Burka writes: “This is the worst election campaign season in my memory. Everything has been organized to elect the most radical candidates on the ballot, those who are the farthest to the right. The result will be the triumph of the know-nothings.”

With tea party candidates getting the boot in states like Kentucky, Georgia, Idaho and Oregon, I had thought that perhaps the GOP had realized the only way it could compete for the soul of the national electorate would be to nominate candidates with a modicum of sense. In Texas, according to Burka, the opposite appears to be playing out.

“Vast sums of dark money are pouring into the state to influence the election. Michael Quinn Sullivan and the tea parties are running the show.” Burka writes.

Now I’m getting scared.

Election provides a couple of stunners

Two big surprises highlighted my watching of the Republican primary elections Tuesday night.

One of them is quite good; the other is potentially troubling.

First, the good.

Nancy Tanner’s victory in the GOP primary for Potter County judge caught me off-guard, but it does demonstrate that competence and experience can win an argument over name identification and relative sizzle.

Tanner is going to take over the county judge’s duties at the first of the year. The GOP voters of the county showed that they appreciate her two decades serving as administrative assistant to Arthur Ware, the current judge who’s stepping down.

Ware had fired Tanner from her job in 2013 for reasons that haven’t been explained fully. Tanner had just made known her intention to run for Ware’s seat after he had announced his impending retirement from public life. Ware had been slowed considerably by a devastating stroke he suffered in 2010, leaving Tanner and other county officials to perform many of the duties attached to the county judge’s office.

It was her experience and intimate knowledge of the nuts and bolts of county government that made Tanner the most qualified of the five candidates running for the office.

Which brings me to the surprise. I was quite sure no one was going to win this primary outright. I figured it would be two of three top-tier candidates — Tanner, former Amarillo Mayor Debra McCartt and Bill Bandy — competing in a runoff.

Silly me. I underestimated the wisdom of the voters.


State Sen. Kel Seliger’s hair-raising win over former Midland Mayor Mike Canon provided the other surprise.

Seliger, R-Amarillo, by all rights should have won that race in a walk. He’s smart, articulate, knowledgeable, calm, reasonable, effective, collegial, detail-oriented, friendly … what am I missing? Whatever.
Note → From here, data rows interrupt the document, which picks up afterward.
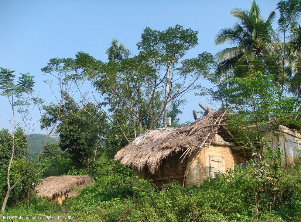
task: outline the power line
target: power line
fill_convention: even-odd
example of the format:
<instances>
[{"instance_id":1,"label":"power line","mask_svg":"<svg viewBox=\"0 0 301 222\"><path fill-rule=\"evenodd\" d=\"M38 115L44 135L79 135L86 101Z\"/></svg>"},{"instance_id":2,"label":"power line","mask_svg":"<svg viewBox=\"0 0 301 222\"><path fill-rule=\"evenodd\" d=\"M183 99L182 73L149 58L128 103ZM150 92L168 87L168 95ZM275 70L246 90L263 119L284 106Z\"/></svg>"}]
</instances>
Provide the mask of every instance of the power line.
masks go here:
<instances>
[{"instance_id":1,"label":"power line","mask_svg":"<svg viewBox=\"0 0 301 222\"><path fill-rule=\"evenodd\" d=\"M219 66L259 66L259 67L281 67L282 68L283 67L282 66L267 66L265 65L230 65L228 64L218 64ZM294 66L294 67L296 67L296 68L300 68L301 66Z\"/></svg>"}]
</instances>

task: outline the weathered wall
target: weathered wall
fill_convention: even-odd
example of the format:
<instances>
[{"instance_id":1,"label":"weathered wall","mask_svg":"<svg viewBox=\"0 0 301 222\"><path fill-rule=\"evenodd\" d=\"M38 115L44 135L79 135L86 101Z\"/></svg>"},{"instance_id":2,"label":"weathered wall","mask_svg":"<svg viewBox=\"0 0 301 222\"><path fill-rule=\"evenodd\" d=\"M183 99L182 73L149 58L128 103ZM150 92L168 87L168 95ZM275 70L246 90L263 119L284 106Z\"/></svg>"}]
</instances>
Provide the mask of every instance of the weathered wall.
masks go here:
<instances>
[{"instance_id":1,"label":"weathered wall","mask_svg":"<svg viewBox=\"0 0 301 222\"><path fill-rule=\"evenodd\" d=\"M216 136L215 139L224 141L219 136ZM180 157L183 153L173 154L162 163L155 175L150 173L147 169L142 171L134 169L133 175L138 178L134 179L134 186L137 186L137 181L141 178L152 180L153 183L159 187L164 183L172 182L173 180L182 185L184 176L185 186L199 186L210 176L214 177L216 172L224 173L226 169L234 168L234 157L228 147L212 144L209 147L204 147L197 155L196 153L195 152L190 157L187 156L181 163L182 158ZM214 161L217 160L221 162ZM217 166L213 166L214 164ZM218 170L214 170L216 169Z\"/></svg>"},{"instance_id":2,"label":"weathered wall","mask_svg":"<svg viewBox=\"0 0 301 222\"><path fill-rule=\"evenodd\" d=\"M299 133L281 125L277 129L268 132L266 139L271 141L270 145L275 150L283 154L281 166L287 166L296 163L301 150L301 135Z\"/></svg>"},{"instance_id":3,"label":"weathered wall","mask_svg":"<svg viewBox=\"0 0 301 222\"><path fill-rule=\"evenodd\" d=\"M221 162L223 166L220 165L218 170L213 170L212 168L210 170L210 156L212 157L212 159L213 157L218 157L222 160ZM228 147L210 145L207 148L203 148L197 156L196 153L188 158L186 186L199 186L206 178L210 176L214 177L215 173L212 172L210 174L210 171L224 173L227 169L234 169L234 157ZM223 168L222 171L220 170L221 168Z\"/></svg>"},{"instance_id":4,"label":"weathered wall","mask_svg":"<svg viewBox=\"0 0 301 222\"><path fill-rule=\"evenodd\" d=\"M51 202L56 200L57 200L57 203L60 205L63 204L63 201L68 198L68 195L66 193L63 195L59 196L56 196L53 199L51 200Z\"/></svg>"}]
</instances>

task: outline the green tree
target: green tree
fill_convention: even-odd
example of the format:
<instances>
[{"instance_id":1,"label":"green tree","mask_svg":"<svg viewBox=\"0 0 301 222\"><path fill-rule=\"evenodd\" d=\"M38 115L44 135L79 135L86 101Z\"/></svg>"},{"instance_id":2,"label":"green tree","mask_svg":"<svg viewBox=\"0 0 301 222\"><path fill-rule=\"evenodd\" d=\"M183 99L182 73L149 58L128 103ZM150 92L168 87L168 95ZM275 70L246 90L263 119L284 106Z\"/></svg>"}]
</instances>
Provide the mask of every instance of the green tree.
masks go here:
<instances>
[{"instance_id":1,"label":"green tree","mask_svg":"<svg viewBox=\"0 0 301 222\"><path fill-rule=\"evenodd\" d=\"M118 41L113 39L111 43L111 46L106 51L108 54L109 61L112 62L120 62L128 57L131 52L126 49L123 44L120 44L118 46Z\"/></svg>"},{"instance_id":2,"label":"green tree","mask_svg":"<svg viewBox=\"0 0 301 222\"><path fill-rule=\"evenodd\" d=\"M93 104L119 128L128 142L145 129L160 127L167 104L172 101L177 103L196 88L202 75L210 71L215 62L210 53L183 59L197 43L197 32L179 25L163 31L147 27L137 44L138 56L104 63L87 53L77 55L78 67L103 101L100 102L101 100L94 97ZM171 77L167 80L168 70ZM162 98L162 86L167 83L170 90Z\"/></svg>"},{"instance_id":3,"label":"green tree","mask_svg":"<svg viewBox=\"0 0 301 222\"><path fill-rule=\"evenodd\" d=\"M96 155L106 122L97 108L90 104L80 108L69 97L62 107L63 116L60 119L56 129L59 137L59 146L69 154L74 162L81 166L88 165ZM57 114L57 108L53 104L44 107L46 111L43 122L49 123L48 127L52 126ZM43 128L44 125L42 127Z\"/></svg>"},{"instance_id":4,"label":"green tree","mask_svg":"<svg viewBox=\"0 0 301 222\"><path fill-rule=\"evenodd\" d=\"M266 45L272 40L271 22L276 14L272 12L265 22L261 11L255 1L249 10L236 8L231 11L231 16L237 18L239 22L232 28L221 29L215 38L216 45L227 42L235 46L216 54L224 68L229 68L234 65L251 66L255 58L265 56Z\"/></svg>"}]
</instances>

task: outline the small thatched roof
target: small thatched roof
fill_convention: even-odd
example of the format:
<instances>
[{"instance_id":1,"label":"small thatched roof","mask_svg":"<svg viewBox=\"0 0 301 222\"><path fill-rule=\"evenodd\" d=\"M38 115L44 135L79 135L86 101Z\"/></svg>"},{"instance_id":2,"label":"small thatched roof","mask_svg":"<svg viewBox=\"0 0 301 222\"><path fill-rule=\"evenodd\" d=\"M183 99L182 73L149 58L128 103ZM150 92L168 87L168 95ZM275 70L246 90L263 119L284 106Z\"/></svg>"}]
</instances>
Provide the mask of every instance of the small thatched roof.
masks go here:
<instances>
[{"instance_id":1,"label":"small thatched roof","mask_svg":"<svg viewBox=\"0 0 301 222\"><path fill-rule=\"evenodd\" d=\"M74 187L87 185L94 181L88 176L49 176L43 179L35 191L39 196L52 200L55 196L67 193Z\"/></svg>"},{"instance_id":2,"label":"small thatched roof","mask_svg":"<svg viewBox=\"0 0 301 222\"><path fill-rule=\"evenodd\" d=\"M201 119L180 129L146 131L118 151L114 159L121 159L123 166L139 170L147 167L154 174L172 152L183 152L181 158L183 159L210 144L222 124L225 112L210 111Z\"/></svg>"}]
</instances>

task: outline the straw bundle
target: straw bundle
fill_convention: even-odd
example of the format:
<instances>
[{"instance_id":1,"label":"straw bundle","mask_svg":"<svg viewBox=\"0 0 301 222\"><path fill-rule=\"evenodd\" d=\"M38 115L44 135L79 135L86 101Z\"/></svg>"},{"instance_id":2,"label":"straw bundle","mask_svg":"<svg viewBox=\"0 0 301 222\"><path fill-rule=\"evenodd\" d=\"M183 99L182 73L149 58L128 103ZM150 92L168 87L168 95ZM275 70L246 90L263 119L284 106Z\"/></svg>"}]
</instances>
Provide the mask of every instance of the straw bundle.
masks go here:
<instances>
[{"instance_id":1,"label":"straw bundle","mask_svg":"<svg viewBox=\"0 0 301 222\"><path fill-rule=\"evenodd\" d=\"M43 179L35 191L39 196L51 200L56 196L66 194L74 187L87 185L94 181L88 176L50 176Z\"/></svg>"},{"instance_id":2,"label":"straw bundle","mask_svg":"<svg viewBox=\"0 0 301 222\"><path fill-rule=\"evenodd\" d=\"M147 131L117 152L115 160L139 171L145 167L154 174L172 152L183 152L182 157L208 145L217 133L225 112L211 111L201 119L179 129Z\"/></svg>"}]
</instances>

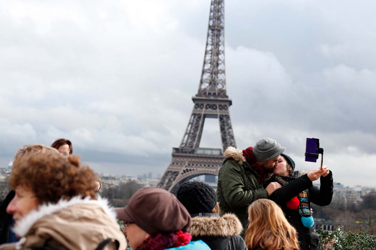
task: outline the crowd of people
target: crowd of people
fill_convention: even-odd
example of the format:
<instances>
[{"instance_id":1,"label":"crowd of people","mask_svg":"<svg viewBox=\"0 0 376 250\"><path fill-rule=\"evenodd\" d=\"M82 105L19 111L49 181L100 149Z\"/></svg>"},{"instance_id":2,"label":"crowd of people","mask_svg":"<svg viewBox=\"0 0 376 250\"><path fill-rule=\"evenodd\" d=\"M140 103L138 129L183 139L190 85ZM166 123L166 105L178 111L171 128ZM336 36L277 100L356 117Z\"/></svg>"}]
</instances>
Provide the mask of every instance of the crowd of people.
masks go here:
<instances>
[{"instance_id":1,"label":"crowd of people","mask_svg":"<svg viewBox=\"0 0 376 250\"><path fill-rule=\"evenodd\" d=\"M285 149L268 138L229 147L216 193L197 181L180 184L176 195L147 187L114 208L70 141L24 146L0 201L0 249L315 249L310 204L331 203L332 172L295 171ZM312 183L319 178L319 188Z\"/></svg>"}]
</instances>

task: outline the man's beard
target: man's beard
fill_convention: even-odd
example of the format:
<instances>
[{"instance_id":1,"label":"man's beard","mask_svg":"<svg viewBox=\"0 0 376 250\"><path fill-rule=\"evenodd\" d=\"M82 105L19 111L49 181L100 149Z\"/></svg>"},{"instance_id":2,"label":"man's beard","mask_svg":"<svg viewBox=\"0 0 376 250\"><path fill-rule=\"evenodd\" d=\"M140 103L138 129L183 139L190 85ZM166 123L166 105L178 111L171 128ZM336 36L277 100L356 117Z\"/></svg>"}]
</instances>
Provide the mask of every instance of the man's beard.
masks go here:
<instances>
[{"instance_id":1,"label":"man's beard","mask_svg":"<svg viewBox=\"0 0 376 250\"><path fill-rule=\"evenodd\" d=\"M266 172L267 173L273 173L273 169L274 169L274 165L273 166L273 167L272 167L271 168L266 168L265 167L265 165L263 165L263 164L261 165L261 166L262 167L262 168L264 169L264 170L265 171L265 172Z\"/></svg>"}]
</instances>

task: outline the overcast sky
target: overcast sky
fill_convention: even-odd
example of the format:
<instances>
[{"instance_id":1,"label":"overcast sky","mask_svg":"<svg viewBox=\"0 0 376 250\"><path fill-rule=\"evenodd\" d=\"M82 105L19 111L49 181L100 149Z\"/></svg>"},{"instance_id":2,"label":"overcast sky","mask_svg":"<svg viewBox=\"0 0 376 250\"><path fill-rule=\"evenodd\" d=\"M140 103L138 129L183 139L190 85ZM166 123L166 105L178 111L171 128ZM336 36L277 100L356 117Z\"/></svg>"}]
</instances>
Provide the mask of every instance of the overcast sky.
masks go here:
<instances>
[{"instance_id":1,"label":"overcast sky","mask_svg":"<svg viewBox=\"0 0 376 250\"><path fill-rule=\"evenodd\" d=\"M2 1L0 167L65 138L100 173L163 173L193 107L210 1ZM319 138L335 181L376 186L376 3L225 5L238 147L270 137L309 169L305 139ZM217 120L200 146L220 147Z\"/></svg>"}]
</instances>

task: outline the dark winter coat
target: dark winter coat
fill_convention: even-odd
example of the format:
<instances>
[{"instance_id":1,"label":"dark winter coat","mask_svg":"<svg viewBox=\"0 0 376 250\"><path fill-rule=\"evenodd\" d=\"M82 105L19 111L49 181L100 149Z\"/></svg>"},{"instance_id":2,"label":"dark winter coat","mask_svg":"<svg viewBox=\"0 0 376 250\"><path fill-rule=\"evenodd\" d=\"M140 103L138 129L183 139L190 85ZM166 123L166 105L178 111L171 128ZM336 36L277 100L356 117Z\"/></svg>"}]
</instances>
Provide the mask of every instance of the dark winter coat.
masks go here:
<instances>
[{"instance_id":1,"label":"dark winter coat","mask_svg":"<svg viewBox=\"0 0 376 250\"><path fill-rule=\"evenodd\" d=\"M6 207L14 197L14 191L11 191L5 197L0 201L0 244L9 242L9 222L12 219L12 214L6 213Z\"/></svg>"},{"instance_id":2,"label":"dark winter coat","mask_svg":"<svg viewBox=\"0 0 376 250\"><path fill-rule=\"evenodd\" d=\"M270 179L264 183L264 186L266 187L269 183L274 181L278 182L283 187L276 190L269 199L279 205L288 222L296 229L301 250L315 250L318 237L314 227L308 228L304 226L302 223L299 210L288 208L286 202L297 196L301 192L306 190L309 202L319 206L327 206L330 204L333 192L332 172L330 171L325 177L320 177L320 189L312 186L312 182L306 174L296 178L287 185L281 178L272 175Z\"/></svg>"},{"instance_id":3,"label":"dark winter coat","mask_svg":"<svg viewBox=\"0 0 376 250\"><path fill-rule=\"evenodd\" d=\"M239 219L234 214L220 217L217 214L191 215L192 224L188 231L192 241L201 240L212 250L247 250L243 238L243 230Z\"/></svg>"},{"instance_id":4,"label":"dark winter coat","mask_svg":"<svg viewBox=\"0 0 376 250\"><path fill-rule=\"evenodd\" d=\"M223 156L225 159L219 169L217 189L221 213L235 213L245 228L248 206L256 200L267 198L268 191L240 150L229 147Z\"/></svg>"}]
</instances>

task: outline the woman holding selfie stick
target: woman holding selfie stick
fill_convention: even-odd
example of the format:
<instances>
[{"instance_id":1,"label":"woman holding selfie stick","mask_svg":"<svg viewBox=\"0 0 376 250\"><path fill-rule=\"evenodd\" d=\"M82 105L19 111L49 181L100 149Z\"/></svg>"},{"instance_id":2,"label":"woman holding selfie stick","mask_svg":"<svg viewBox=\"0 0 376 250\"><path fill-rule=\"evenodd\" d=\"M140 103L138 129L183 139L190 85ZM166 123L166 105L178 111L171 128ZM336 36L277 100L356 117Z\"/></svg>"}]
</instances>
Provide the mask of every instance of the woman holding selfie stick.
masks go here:
<instances>
[{"instance_id":1,"label":"woman holding selfie stick","mask_svg":"<svg viewBox=\"0 0 376 250\"><path fill-rule=\"evenodd\" d=\"M282 186L269 199L280 206L286 219L296 229L300 249L315 250L318 238L313 227L311 202L319 206L330 204L333 188L332 172L327 166L323 166L322 169L311 170L306 174L294 171L295 168L293 159L284 154L281 154L277 166L273 169L273 174L265 181L264 185L276 182ZM312 184L318 178L320 188Z\"/></svg>"}]
</instances>

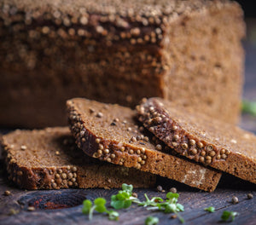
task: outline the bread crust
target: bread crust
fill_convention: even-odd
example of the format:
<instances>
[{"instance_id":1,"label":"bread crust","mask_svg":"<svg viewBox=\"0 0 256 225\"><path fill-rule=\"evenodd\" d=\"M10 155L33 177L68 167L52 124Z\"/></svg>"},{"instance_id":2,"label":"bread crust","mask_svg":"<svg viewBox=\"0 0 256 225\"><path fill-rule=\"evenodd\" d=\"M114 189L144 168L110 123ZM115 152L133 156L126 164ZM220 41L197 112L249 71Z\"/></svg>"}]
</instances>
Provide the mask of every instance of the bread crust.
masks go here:
<instances>
[{"instance_id":1,"label":"bread crust","mask_svg":"<svg viewBox=\"0 0 256 225\"><path fill-rule=\"evenodd\" d=\"M157 141L158 144L148 141L147 134L140 131L131 109L80 98L67 101L67 106L72 134L86 154L205 191L216 188L221 173L156 150L161 147L172 152Z\"/></svg>"},{"instance_id":2,"label":"bread crust","mask_svg":"<svg viewBox=\"0 0 256 225\"><path fill-rule=\"evenodd\" d=\"M101 162L76 149L67 127L15 130L1 143L9 179L25 189L154 187L156 176Z\"/></svg>"},{"instance_id":3,"label":"bread crust","mask_svg":"<svg viewBox=\"0 0 256 225\"><path fill-rule=\"evenodd\" d=\"M160 98L137 108L144 126L179 154L256 183L255 135Z\"/></svg>"}]
</instances>

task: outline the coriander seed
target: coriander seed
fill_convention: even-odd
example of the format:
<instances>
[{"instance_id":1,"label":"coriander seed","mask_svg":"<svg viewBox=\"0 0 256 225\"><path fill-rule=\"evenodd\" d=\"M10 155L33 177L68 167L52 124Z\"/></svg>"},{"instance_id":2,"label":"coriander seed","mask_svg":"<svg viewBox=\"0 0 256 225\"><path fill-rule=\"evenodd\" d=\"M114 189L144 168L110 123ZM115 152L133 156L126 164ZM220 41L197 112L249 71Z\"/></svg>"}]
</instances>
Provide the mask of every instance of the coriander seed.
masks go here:
<instances>
[{"instance_id":1,"label":"coriander seed","mask_svg":"<svg viewBox=\"0 0 256 225\"><path fill-rule=\"evenodd\" d=\"M170 188L170 192L177 193L177 189L175 188Z\"/></svg>"},{"instance_id":2,"label":"coriander seed","mask_svg":"<svg viewBox=\"0 0 256 225\"><path fill-rule=\"evenodd\" d=\"M156 190L158 192L162 192L163 191L163 187L161 187L160 185L157 186Z\"/></svg>"},{"instance_id":3,"label":"coriander seed","mask_svg":"<svg viewBox=\"0 0 256 225\"><path fill-rule=\"evenodd\" d=\"M252 199L253 198L253 193L248 193L248 194L247 194L247 199Z\"/></svg>"},{"instance_id":4,"label":"coriander seed","mask_svg":"<svg viewBox=\"0 0 256 225\"><path fill-rule=\"evenodd\" d=\"M11 192L9 191L9 190L6 190L6 191L4 192L4 195L5 195L5 196L9 196L9 195L11 195Z\"/></svg>"},{"instance_id":5,"label":"coriander seed","mask_svg":"<svg viewBox=\"0 0 256 225\"><path fill-rule=\"evenodd\" d=\"M233 204L237 204L239 202L238 198L236 196L233 196L232 198L232 203Z\"/></svg>"}]
</instances>

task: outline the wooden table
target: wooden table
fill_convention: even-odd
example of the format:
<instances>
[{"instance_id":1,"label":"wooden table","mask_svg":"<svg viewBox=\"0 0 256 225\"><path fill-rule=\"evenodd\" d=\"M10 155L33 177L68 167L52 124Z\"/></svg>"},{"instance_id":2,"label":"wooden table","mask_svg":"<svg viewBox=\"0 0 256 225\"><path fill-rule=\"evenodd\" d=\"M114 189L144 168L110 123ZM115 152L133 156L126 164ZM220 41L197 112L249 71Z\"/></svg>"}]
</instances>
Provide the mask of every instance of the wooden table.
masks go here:
<instances>
[{"instance_id":1,"label":"wooden table","mask_svg":"<svg viewBox=\"0 0 256 225\"><path fill-rule=\"evenodd\" d=\"M255 24L255 20L248 21L248 25ZM255 26L253 26L255 27ZM252 32L252 29L248 30ZM255 33L255 30L253 31ZM256 40L250 39L245 43L247 53L246 82L244 97L256 100ZM256 118L242 115L241 126L256 133ZM3 131L3 130L2 130ZM111 222L105 215L96 213L93 220L89 221L88 216L82 214L82 202L84 199L94 199L104 197L109 200L112 194L118 189L67 189L55 191L24 191L20 190L7 181L5 170L1 162L0 173L0 224L144 224L148 216L159 217L159 224L181 224L178 219L172 219L172 214L149 211L135 205L126 210L119 211L119 221ZM224 211L239 212L239 216L232 224L256 224L256 185L245 182L231 176L224 175L217 190L209 193L195 190L185 185L159 178L166 190L176 187L180 193L179 202L185 207L180 215L184 218L185 224L222 224L220 217ZM4 196L5 190L11 192L10 196ZM154 189L137 189L135 192L143 200L143 193L149 197L165 197L166 193L158 193ZM247 199L247 194L253 193L254 198ZM231 199L236 196L239 203L233 205ZM35 205L36 210L28 211L29 205ZM204 208L214 206L215 213L208 213ZM53 209L57 208L57 209ZM14 215L9 215L16 213Z\"/></svg>"}]
</instances>

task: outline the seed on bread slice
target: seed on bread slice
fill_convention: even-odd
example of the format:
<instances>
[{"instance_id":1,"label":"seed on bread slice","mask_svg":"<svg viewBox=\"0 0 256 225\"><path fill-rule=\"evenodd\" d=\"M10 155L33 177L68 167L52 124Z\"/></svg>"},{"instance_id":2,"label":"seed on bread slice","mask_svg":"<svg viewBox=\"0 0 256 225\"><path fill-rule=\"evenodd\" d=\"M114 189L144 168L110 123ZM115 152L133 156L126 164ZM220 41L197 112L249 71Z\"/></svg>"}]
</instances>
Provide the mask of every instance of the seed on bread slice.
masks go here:
<instances>
[{"instance_id":1,"label":"seed on bread slice","mask_svg":"<svg viewBox=\"0 0 256 225\"><path fill-rule=\"evenodd\" d=\"M179 154L256 183L256 136L160 98L144 100L138 119Z\"/></svg>"},{"instance_id":2,"label":"seed on bread slice","mask_svg":"<svg viewBox=\"0 0 256 225\"><path fill-rule=\"evenodd\" d=\"M9 178L26 189L149 188L156 176L92 159L78 149L68 127L15 130L3 136Z\"/></svg>"},{"instance_id":3,"label":"seed on bread slice","mask_svg":"<svg viewBox=\"0 0 256 225\"><path fill-rule=\"evenodd\" d=\"M71 131L86 154L202 190L215 189L221 173L159 151L172 149L150 141L135 119L135 111L81 98L67 101L67 106Z\"/></svg>"}]
</instances>

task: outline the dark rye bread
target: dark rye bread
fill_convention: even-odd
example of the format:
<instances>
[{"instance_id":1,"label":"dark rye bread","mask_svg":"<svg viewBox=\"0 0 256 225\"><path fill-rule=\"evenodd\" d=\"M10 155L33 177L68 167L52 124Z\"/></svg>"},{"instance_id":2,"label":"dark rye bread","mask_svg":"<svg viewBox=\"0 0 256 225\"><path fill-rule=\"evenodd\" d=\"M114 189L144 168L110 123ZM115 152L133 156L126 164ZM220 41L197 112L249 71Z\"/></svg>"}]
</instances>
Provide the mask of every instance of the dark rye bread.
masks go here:
<instances>
[{"instance_id":1,"label":"dark rye bread","mask_svg":"<svg viewBox=\"0 0 256 225\"><path fill-rule=\"evenodd\" d=\"M152 143L142 131L143 127L137 125L135 111L81 98L67 101L67 105L71 131L86 154L208 192L215 189L221 173L172 155L172 150L160 142Z\"/></svg>"},{"instance_id":2,"label":"dark rye bread","mask_svg":"<svg viewBox=\"0 0 256 225\"><path fill-rule=\"evenodd\" d=\"M9 178L26 189L153 187L155 176L113 165L77 149L67 127L16 130L3 136Z\"/></svg>"},{"instance_id":3,"label":"dark rye bread","mask_svg":"<svg viewBox=\"0 0 256 225\"><path fill-rule=\"evenodd\" d=\"M2 0L0 124L66 124L77 96L159 96L236 123L244 34L230 1Z\"/></svg>"},{"instance_id":4,"label":"dark rye bread","mask_svg":"<svg viewBox=\"0 0 256 225\"><path fill-rule=\"evenodd\" d=\"M151 98L138 119L179 154L256 183L256 136L239 127Z\"/></svg>"}]
</instances>

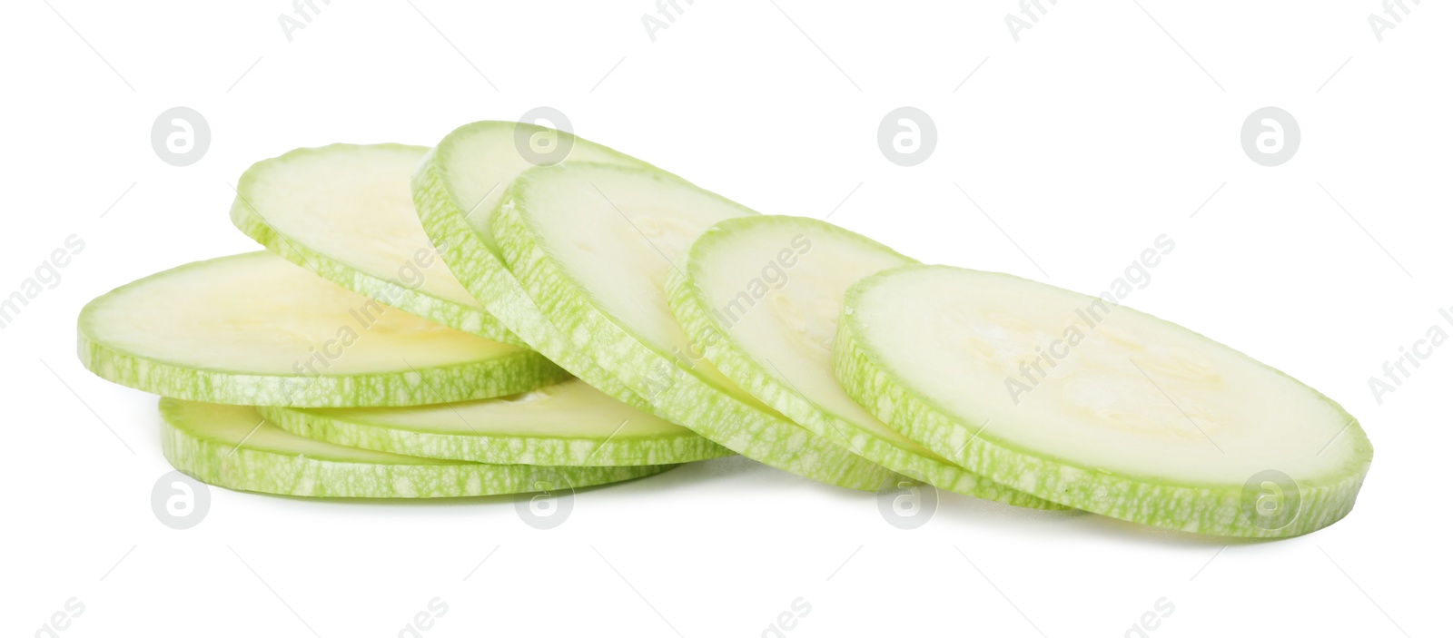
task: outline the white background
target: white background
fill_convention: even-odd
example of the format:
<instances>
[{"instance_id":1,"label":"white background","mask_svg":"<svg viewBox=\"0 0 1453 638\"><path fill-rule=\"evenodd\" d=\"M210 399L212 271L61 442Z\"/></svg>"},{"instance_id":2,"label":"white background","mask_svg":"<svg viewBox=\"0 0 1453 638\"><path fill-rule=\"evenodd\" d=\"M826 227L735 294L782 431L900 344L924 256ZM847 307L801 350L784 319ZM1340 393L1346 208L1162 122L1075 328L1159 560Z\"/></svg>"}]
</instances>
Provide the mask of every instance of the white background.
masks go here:
<instances>
[{"instance_id":1,"label":"white background","mask_svg":"<svg viewBox=\"0 0 1453 638\"><path fill-rule=\"evenodd\" d=\"M1148 635L1446 631L1453 347L1380 405L1367 388L1453 305L1446 3L1408 1L1382 42L1373 0L1046 0L1019 42L1008 0L681 0L655 42L647 0L317 4L292 42L283 0L6 6L0 295L67 235L86 249L0 331L4 635L35 635L71 597L84 612L64 637L395 637L434 597L449 612L427 637L757 637L798 597L811 612L789 637L1120 637L1161 597L1174 612ZM171 106L211 124L193 166L151 150ZM583 491L545 532L509 498L219 488L199 526L160 525L155 400L78 366L80 307L254 250L227 219L251 161L433 144L535 106L758 211L831 212L926 262L1098 292L1170 234L1128 302L1356 414L1376 448L1357 507L1228 546L940 494L931 522L899 530L873 494L725 459ZM915 167L878 147L898 106L937 122ZM1300 124L1279 167L1241 148L1261 106Z\"/></svg>"}]
</instances>

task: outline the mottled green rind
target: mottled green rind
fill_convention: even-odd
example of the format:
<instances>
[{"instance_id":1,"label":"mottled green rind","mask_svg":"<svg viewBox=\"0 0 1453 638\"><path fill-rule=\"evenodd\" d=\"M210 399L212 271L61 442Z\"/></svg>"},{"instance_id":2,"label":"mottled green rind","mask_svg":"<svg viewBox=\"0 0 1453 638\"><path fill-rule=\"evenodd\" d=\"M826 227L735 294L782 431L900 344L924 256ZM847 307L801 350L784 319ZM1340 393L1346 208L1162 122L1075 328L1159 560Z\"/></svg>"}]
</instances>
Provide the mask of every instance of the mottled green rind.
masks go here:
<instances>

He deserved to be re-elected to the Senate District 31 seat he’s filled since 2004.

Then came Canon, who began accusing Seliger of being a closet liberal, which is fightin’ words in this part of the political world. The word among some observers is that Canon was recruited by Michael Quinn Sullivan, a tea party political operative who over the years has developed a nasty relationship with Seliger.

Even given the Texas political climate, I didn’t believe Canon would come as close as he did to defeating Seliger.

There is a potential for concern here. Seliger’s re-election — with no Democrat on the ballot — should not signal a sharp turn to the right for the already-conservative lawmaker. Other elected public officials have reacted badly at times to these challenges from their left or the right by tacking too far in either direction.

My hope is that Seliger is comfortable enough in his own skin to stay the course and keep up the good work he’s already done — such as water planning and funding for public education — on behalf of his constituents.

All in all, where these two races are concerned, the election turned out just fine.